Pietro trabalhava há sete anos na Superintendência de Segurança Operacional e Meio Ambiente (SSM) da ANP, quando foi afastado da fiscalização por ter autuado a OGX, que operava sem uma válvula de segurança, a Downhole Safety Valve (DHSV), cuja função é fechar a saída de petróleo do poço, se houver algum acidente durante a extração.
“Eu estou aqui para fiscalizar. Se não puder fazer isso é melhor ficar em casa“, disse Mendes, que recebeu o apoio dos colegas da SSM/ANP. Um deles, Kerick Robery Leite de Sousa, também foi afastado da fiscalização – por apoiar Mendes. No caso de Kerick, segundo este declarou à imprensa, foi a própria diretora-geral, Magda Chambriard, que tentou coagi-lo, após sua defesa do colega. “Eu vi que Pietro estava sendo pressionado e não apenas eu, toda a nossa área considerou que a autuação de Pietro estava correta“, disse Kerick, químico que trabalha na ANP há três anos.
Por que essa perseguição a funcionários que só exerceram as suas funções – e estão sendo punidos apenas por exercerem as suas funções? Por que o assessor de imprensa da ANP publicou, na revista Época (24/04/2013), uma nota que termina com a ameaçadora frase “A ANP apurará a conduta do servidor“, como se o problema fosse a autuação – e não a falta da válvula de segurança? Por que a senhora Magda disse, pelo contrário, que o problema não foi a autuação, mas, sim, que “era outro fiscal que estava responsável pela fiscalização. Não tinha por que outro funcionário interferir” – quando, na verdade, Pietro Mendes recebeu o pedido de análise da OGX no dia 12 de novembro de 2012? Por que não foi concedido direito de defesa ao funcionário (cf. nota da Associação dos Servidores da ANP, ASANP, 24/04/2013)? Por que a diretora-geral não responde às solicitações da Associação dos Servidores da ANP, que desde o dia 10/04 solicita uma entrevista para discutir, entre outros, o caso dos funcionários afastados?
LIMA
Há poucas semanas, a HRT, uma empresa controlada por dois fundos especulativos – o Discovery Capital Management LLC, com sede nos EUA, e o Southeastern Asset Management, com sede em Singapura – e que age como fachada da BP, conseguiu ser classificada como “operadora A” – para poder operar em águas profundas – pela ANP. A experiência da HRT nesse assunto, segundo a própria diretora-geral, é ter cavado “meio poço na Namíbia”: “Estou discutindo com a Comissão Especial de Licitação esta questão. Questionando a minha área de segurança operacional para saber se perfurar meio poço é ou não considerado experiência. Isso é experiência no mar? O tempo é muito curto“.

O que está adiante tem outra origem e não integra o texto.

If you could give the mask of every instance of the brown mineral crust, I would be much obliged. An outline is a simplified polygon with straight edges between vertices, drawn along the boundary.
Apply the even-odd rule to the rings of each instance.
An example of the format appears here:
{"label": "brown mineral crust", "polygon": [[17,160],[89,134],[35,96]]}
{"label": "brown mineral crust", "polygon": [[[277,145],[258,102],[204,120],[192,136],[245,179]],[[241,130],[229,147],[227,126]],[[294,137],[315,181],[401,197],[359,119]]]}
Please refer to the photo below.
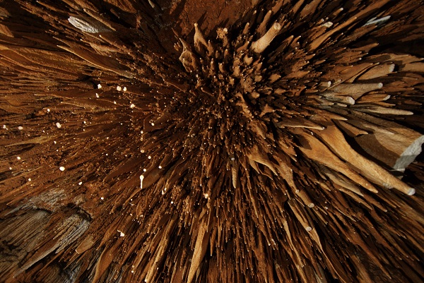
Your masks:
{"label": "brown mineral crust", "polygon": [[423,282],[422,12],[0,1],[2,282]]}

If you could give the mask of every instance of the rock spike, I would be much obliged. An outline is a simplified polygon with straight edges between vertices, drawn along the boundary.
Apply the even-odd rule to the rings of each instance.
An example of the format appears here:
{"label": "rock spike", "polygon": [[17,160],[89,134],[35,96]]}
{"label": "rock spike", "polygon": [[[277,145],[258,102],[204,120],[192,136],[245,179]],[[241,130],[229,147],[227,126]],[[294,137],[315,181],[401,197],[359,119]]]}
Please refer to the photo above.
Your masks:
{"label": "rock spike", "polygon": [[275,23],[272,25],[272,27],[268,30],[264,36],[252,43],[252,46],[250,47],[252,51],[255,53],[262,53],[274,37],[277,36],[281,29],[281,25],[279,23]]}

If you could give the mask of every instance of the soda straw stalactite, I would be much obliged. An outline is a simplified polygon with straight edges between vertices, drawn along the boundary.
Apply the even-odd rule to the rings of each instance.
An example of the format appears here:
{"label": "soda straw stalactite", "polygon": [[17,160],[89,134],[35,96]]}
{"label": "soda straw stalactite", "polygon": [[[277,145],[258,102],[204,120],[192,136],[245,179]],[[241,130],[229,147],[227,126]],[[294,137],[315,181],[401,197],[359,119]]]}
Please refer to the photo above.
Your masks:
{"label": "soda straw stalactite", "polygon": [[0,1],[2,282],[423,282],[422,5],[175,2]]}

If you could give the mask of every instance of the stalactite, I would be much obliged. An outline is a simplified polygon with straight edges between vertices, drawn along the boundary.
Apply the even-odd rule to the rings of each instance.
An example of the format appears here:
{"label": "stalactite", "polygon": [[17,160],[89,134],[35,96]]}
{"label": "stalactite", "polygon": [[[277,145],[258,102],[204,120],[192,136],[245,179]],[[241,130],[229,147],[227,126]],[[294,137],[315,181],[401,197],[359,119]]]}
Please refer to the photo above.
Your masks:
{"label": "stalactite", "polygon": [[424,280],[421,6],[223,2],[0,1],[0,281]]}

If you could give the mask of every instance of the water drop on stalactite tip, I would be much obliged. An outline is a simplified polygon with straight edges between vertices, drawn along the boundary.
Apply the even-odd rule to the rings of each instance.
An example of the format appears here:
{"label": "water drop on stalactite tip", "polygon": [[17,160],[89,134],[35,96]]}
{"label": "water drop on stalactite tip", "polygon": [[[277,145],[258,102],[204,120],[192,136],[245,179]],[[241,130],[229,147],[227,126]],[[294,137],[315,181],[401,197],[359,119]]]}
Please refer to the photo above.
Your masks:
{"label": "water drop on stalactite tip", "polygon": [[423,13],[0,1],[0,281],[424,282]]}

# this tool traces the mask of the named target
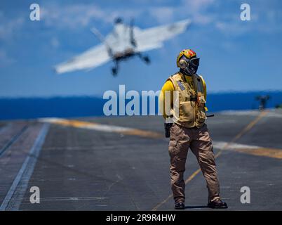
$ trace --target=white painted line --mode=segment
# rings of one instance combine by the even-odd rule
[[[225,141],[213,141],[213,148],[222,149],[229,142]],[[228,145],[228,148],[230,149],[256,149],[260,148],[261,147],[256,146],[249,146],[249,145],[244,145],[241,143],[231,143]]]
[[[10,190],[8,191],[4,200],[2,202],[2,204],[0,206],[0,211],[7,210],[10,201],[12,200],[15,191],[17,190],[18,184],[22,181],[22,184],[21,184],[20,193],[22,193],[25,192],[30,176],[32,174],[35,164],[37,161],[37,158],[39,155],[41,147],[44,143],[45,138],[49,129],[49,127],[50,125],[48,124],[44,124],[43,125],[34,145],[32,146],[32,148],[30,148],[29,153],[22,164],[22,167],[18,172],[18,174],[10,188]],[[14,206],[12,205],[13,210],[17,210],[17,208],[20,207],[20,202],[21,199],[20,199],[20,202],[18,201],[18,203],[16,204],[17,205],[15,205],[15,208],[13,208]]]

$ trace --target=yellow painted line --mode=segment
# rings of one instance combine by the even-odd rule
[[[228,146],[233,143],[234,141],[238,140],[240,137],[242,136],[244,134],[246,134],[248,131],[249,131],[250,129],[255,126],[255,124],[257,123],[257,122],[260,121],[260,119],[262,119],[264,115],[266,115],[269,111],[262,111],[262,112],[260,113],[260,115],[252,122],[250,122],[241,131],[240,131],[232,140],[231,141],[225,144],[223,148],[215,155],[215,158],[217,158],[218,156],[221,155],[222,153],[222,150],[227,149]],[[190,176],[189,176],[186,180],[185,180],[185,184],[187,184],[189,183],[190,181],[192,181],[199,172],[201,172],[201,169],[198,169],[196,170]],[[152,210],[152,211],[156,211],[160,206],[166,203],[169,199],[173,198],[173,194],[170,194],[168,195],[168,198],[166,198],[163,201],[157,204]]]

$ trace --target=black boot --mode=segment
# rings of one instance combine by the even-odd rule
[[[174,205],[174,208],[175,210],[184,210],[185,208],[185,205],[184,204],[184,202],[176,202]]]
[[[217,198],[213,202],[208,203],[208,207],[212,209],[227,209],[228,208],[227,204],[222,202],[220,198]]]

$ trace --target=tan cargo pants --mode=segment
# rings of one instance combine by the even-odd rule
[[[205,124],[200,128],[186,128],[173,124],[170,128],[168,152],[170,156],[170,183],[175,202],[185,199],[183,174],[188,148],[197,158],[208,190],[208,201],[220,198],[220,184],[215,167],[212,141]]]

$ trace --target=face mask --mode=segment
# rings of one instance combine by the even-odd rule
[[[185,73],[188,75],[193,75],[197,72],[199,63],[200,63],[199,58],[194,58],[192,59],[188,59],[186,57],[182,57],[179,61],[180,68],[184,70]]]

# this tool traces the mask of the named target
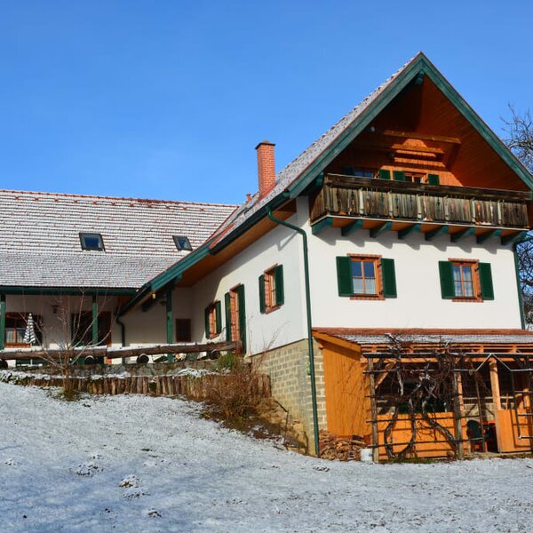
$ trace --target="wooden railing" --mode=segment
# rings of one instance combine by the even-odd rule
[[[503,227],[529,227],[530,193],[328,175],[311,208],[324,216]]]

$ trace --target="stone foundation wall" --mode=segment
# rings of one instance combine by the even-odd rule
[[[324,365],[322,350],[314,343],[318,427],[326,429]],[[314,452],[313,402],[307,339],[252,356],[254,368],[270,377],[272,396],[304,426],[309,452]]]

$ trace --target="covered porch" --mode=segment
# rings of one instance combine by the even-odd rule
[[[533,450],[533,334],[314,330],[328,431],[374,460]]]

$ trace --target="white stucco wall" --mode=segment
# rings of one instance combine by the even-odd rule
[[[394,259],[397,298],[357,300],[339,297],[336,257],[348,253]],[[490,263],[494,300],[442,299],[439,261],[478,259]],[[335,328],[521,328],[514,259],[498,239],[477,244],[474,237],[454,243],[449,235],[427,242],[415,234],[399,240],[396,232],[378,239],[358,230],[347,237],[329,227],[309,235],[313,325]]]
[[[289,221],[298,224],[298,215]],[[301,241],[295,232],[277,227],[196,283],[192,298],[193,338],[206,340],[203,311],[215,300],[222,303],[223,330],[217,339],[226,338],[224,295],[239,283],[243,283],[245,290],[248,353],[257,354],[304,338]],[[272,313],[261,314],[259,277],[275,264],[283,266],[285,303]]]

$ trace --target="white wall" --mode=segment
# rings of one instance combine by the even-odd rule
[[[474,237],[453,243],[449,235],[427,242],[416,234],[399,240],[396,232],[373,239],[367,230],[343,237],[339,228],[329,227],[318,235],[309,235],[309,251],[314,327],[521,327],[513,251],[502,246],[498,239],[482,245]],[[347,253],[394,259],[397,298],[357,300],[339,297],[335,258]],[[442,299],[438,264],[451,258],[490,263],[494,300]]]
[[[290,219],[298,223],[298,215]],[[222,333],[213,340],[226,338],[224,295],[239,283],[244,284],[248,353],[257,354],[286,345],[306,335],[302,237],[277,227],[251,246],[200,281],[193,288],[193,338],[205,341],[203,311],[215,300],[222,303]],[[259,277],[270,266],[283,266],[285,303],[269,314],[259,312]]]

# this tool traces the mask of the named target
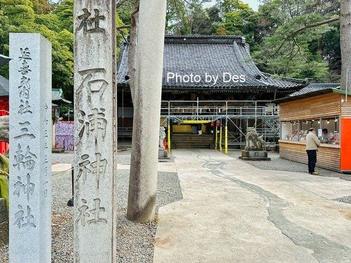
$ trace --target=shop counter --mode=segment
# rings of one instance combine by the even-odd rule
[[[279,140],[279,156],[281,158],[307,164],[305,142],[287,140]],[[321,144],[317,152],[316,166],[328,170],[340,171],[340,146],[337,144]]]

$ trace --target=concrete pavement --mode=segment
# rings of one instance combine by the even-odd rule
[[[154,262],[351,261],[351,205],[331,200],[351,182],[173,154],[184,198],[159,209]]]

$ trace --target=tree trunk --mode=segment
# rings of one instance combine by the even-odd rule
[[[138,25],[139,24],[139,1],[133,0],[133,9],[132,12],[132,23],[130,27],[129,37],[129,87],[132,95],[132,102],[134,104],[134,93],[135,87],[137,86],[136,82],[136,47],[138,42]]]
[[[155,220],[166,9],[164,0],[140,0],[127,214],[136,222]]]
[[[351,1],[340,1],[340,48],[341,78],[340,88],[346,90],[346,72],[349,71],[348,92],[351,91]]]

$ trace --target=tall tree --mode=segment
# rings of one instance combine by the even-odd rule
[[[351,76],[351,1],[340,1],[340,48],[341,50],[342,89],[346,89],[346,75],[349,71]],[[351,91],[351,80],[347,80],[347,91]]]

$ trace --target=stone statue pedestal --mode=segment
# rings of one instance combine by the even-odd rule
[[[160,127],[159,141],[158,143],[158,158],[166,158],[168,157],[168,152],[164,149],[163,146],[163,140],[166,138],[166,133],[164,127]]]
[[[244,161],[271,161],[271,158],[268,157],[268,152],[263,149],[241,150],[241,156],[239,159]]]

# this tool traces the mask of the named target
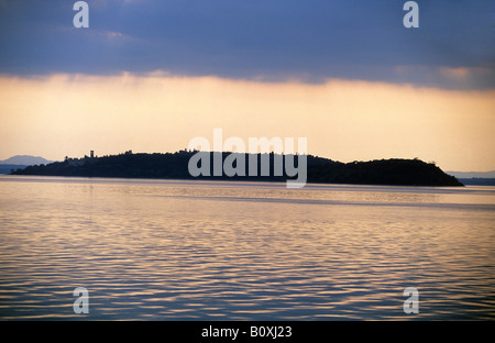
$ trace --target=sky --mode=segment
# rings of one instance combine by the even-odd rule
[[[495,169],[490,0],[0,0],[0,159],[307,137],[341,162]],[[297,141],[297,140],[296,140]]]

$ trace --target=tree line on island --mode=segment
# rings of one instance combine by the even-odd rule
[[[63,162],[46,165],[29,166],[12,170],[12,175],[41,175],[41,176],[78,176],[78,177],[117,177],[117,178],[163,178],[163,179],[211,179],[211,180],[257,180],[257,181],[286,181],[293,177],[285,173],[275,176],[276,158],[287,156],[274,153],[245,154],[245,166],[249,168],[251,158],[256,158],[257,176],[213,176],[213,164],[210,164],[210,176],[193,177],[188,170],[189,159],[197,152],[180,151],[176,153],[133,154],[131,151],[119,155],[101,157],[85,156],[82,158],[66,157]],[[221,154],[221,161],[231,153]],[[253,156],[255,155],[255,156]],[[299,163],[298,155],[292,156],[295,165]],[[455,177],[443,173],[435,163],[425,163],[418,158],[380,159],[370,162],[341,163],[328,158],[306,155],[307,182],[321,184],[351,184],[351,185],[389,185],[389,186],[463,186]],[[270,175],[260,176],[261,161],[270,161]]]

A HRT tem como consultor o sr. Haroldo Lima, que antecedeu Magda na diretoria-geral da ANP. Lima deve ter usado poderosos argumentos para convencer a ANP e a senhora Magda, pois, em seguida, disse ela que “o que houve foi uma diferença de interpretação do edital do leilão feita pela CEL (Comissão Especial de Licitação)”. Quanto ao lobby de ex-diretores, como Lima, diz Magda que é natural:“Eu também, daqui a algum tempo, vou estar em alguma petroleira“.